A total of €8.7 bn was invested in European industrial real estate during the first half of 2014, a 25% increase on the year-earlier period and the highest first-half figure since 2007, according to new data from CBRE.
A total of €8.7 bn was invested in European industrial real estate during the first half of 2014, a 25% increase on the year-earlier period and the highest first-half figure since 2007, according to new data from CBRE.
Industrial property now makes up 10.3% of the real estate investment market, up from 9.5% in 2013, with the UK capturing the lion’s share of investment, at €3.5 bn.
The Nordics performed particularly well in H1 2014, with €878 mln invested into the region, an almost 50% increase on H2 2013. The region began the year well with the highest quarterly total since 2007 in Q1 2014 and continues to attract large amounts of capital with high value sales, including a transaction of over €200 mln in Sweden in the second quarter of 2014.

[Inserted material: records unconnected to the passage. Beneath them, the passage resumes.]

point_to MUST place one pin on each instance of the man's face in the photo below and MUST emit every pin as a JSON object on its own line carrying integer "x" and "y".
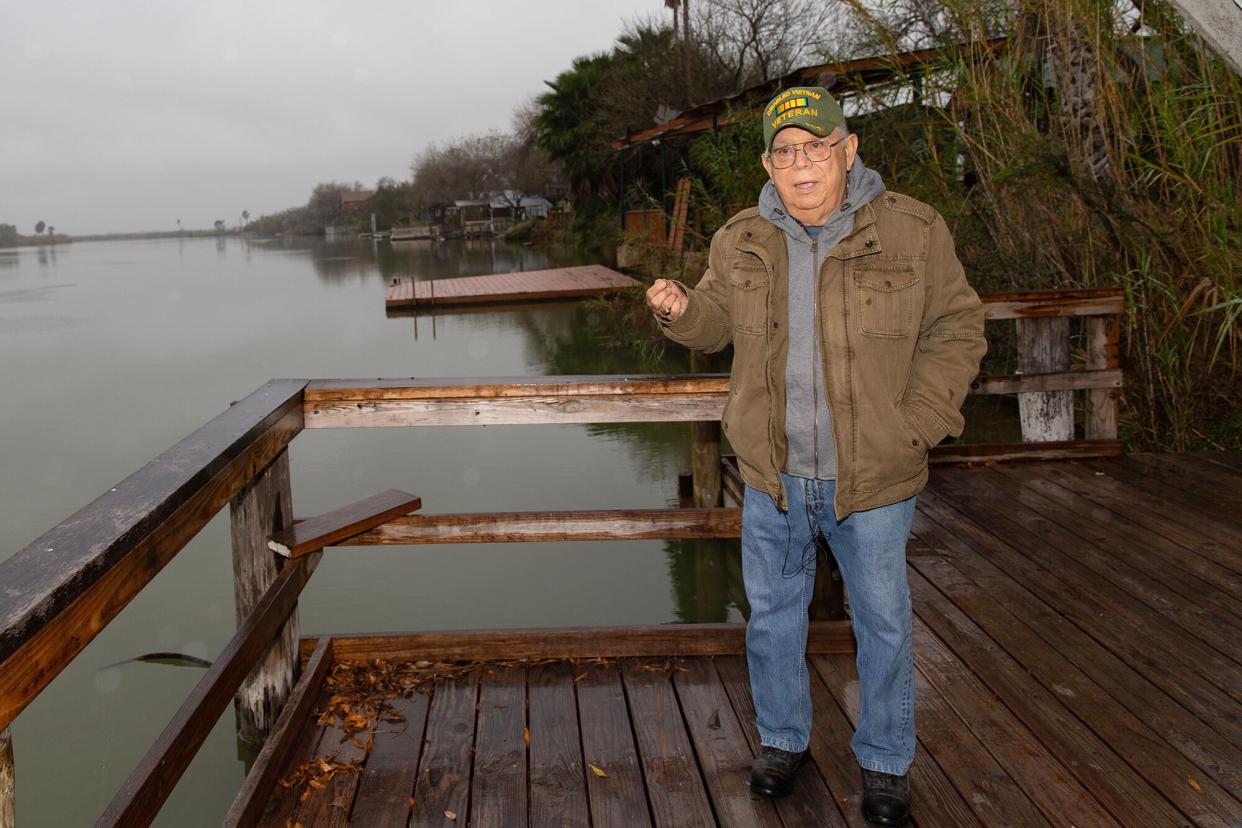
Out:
{"x": 811, "y": 190}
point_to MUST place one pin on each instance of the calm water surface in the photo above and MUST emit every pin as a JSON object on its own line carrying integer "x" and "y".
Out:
{"x": 112, "y": 351}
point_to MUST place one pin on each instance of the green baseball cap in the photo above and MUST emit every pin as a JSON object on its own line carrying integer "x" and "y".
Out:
{"x": 809, "y": 107}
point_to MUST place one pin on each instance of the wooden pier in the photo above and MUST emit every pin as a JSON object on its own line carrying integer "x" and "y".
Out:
{"x": 1078, "y": 643}
{"x": 528, "y": 286}
{"x": 1078, "y": 648}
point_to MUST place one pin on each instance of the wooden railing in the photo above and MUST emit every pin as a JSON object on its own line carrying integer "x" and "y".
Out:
{"x": 66, "y": 586}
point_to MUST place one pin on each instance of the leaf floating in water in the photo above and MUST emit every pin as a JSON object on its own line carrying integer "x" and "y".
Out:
{"x": 172, "y": 659}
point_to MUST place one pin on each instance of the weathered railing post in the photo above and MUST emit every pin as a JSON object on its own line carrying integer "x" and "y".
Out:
{"x": 1043, "y": 348}
{"x": 263, "y": 507}
{"x": 1103, "y": 343}
{"x": 8, "y": 781}
{"x": 706, "y": 445}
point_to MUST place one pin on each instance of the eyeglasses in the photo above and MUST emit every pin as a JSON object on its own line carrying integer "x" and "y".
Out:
{"x": 815, "y": 150}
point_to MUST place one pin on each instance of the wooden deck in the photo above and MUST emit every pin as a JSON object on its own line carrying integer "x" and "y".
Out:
{"x": 1078, "y": 648}
{"x": 529, "y": 286}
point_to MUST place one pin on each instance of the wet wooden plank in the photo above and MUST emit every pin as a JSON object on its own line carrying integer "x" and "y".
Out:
{"x": 1212, "y": 486}
{"x": 313, "y": 534}
{"x": 934, "y": 801}
{"x": 62, "y": 589}
{"x": 675, "y": 786}
{"x": 1143, "y": 606}
{"x": 1133, "y": 569}
{"x": 148, "y": 787}
{"x": 282, "y": 802}
{"x": 386, "y": 788}
{"x": 614, "y": 775}
{"x": 576, "y": 642}
{"x": 329, "y": 807}
{"x": 984, "y": 782}
{"x": 720, "y": 745}
{"x": 441, "y": 792}
{"x": 1110, "y": 625}
{"x": 1196, "y": 579}
{"x": 1106, "y": 741}
{"x": 810, "y": 803}
{"x": 1030, "y": 304}
{"x": 518, "y": 287}
{"x": 1140, "y": 509}
{"x": 550, "y": 526}
{"x": 250, "y": 802}
{"x": 558, "y": 786}
{"x": 1125, "y": 731}
{"x": 486, "y": 387}
{"x": 1071, "y": 450}
{"x": 1037, "y": 769}
{"x": 1178, "y": 507}
{"x": 1074, "y": 380}
{"x": 498, "y": 787}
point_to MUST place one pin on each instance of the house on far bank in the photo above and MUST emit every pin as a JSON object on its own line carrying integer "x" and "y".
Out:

'The industrial sector’s continued growth in terms of both total investment and percentage of market share reaffirms its position as the sector which can generate attractive sustainable long-term income returns, while also benefitting from capital growth along with the rest of the market,' commented James Markby, head of EMEA industrial and logistics investment at CBRE. 'Many institutions are just beginning to allocate capital to the sector, and those that are already participating are looking for further increases.'
On the occupational side, industrial take-up rose across most countries in the first half of the year. Demand for warehouse space in core EMEA countries increased 42% year-on-year. Paris, Milan and Budapest saw the strongest improvements in leasing activity, followed closely by Dublin and Amsterdam.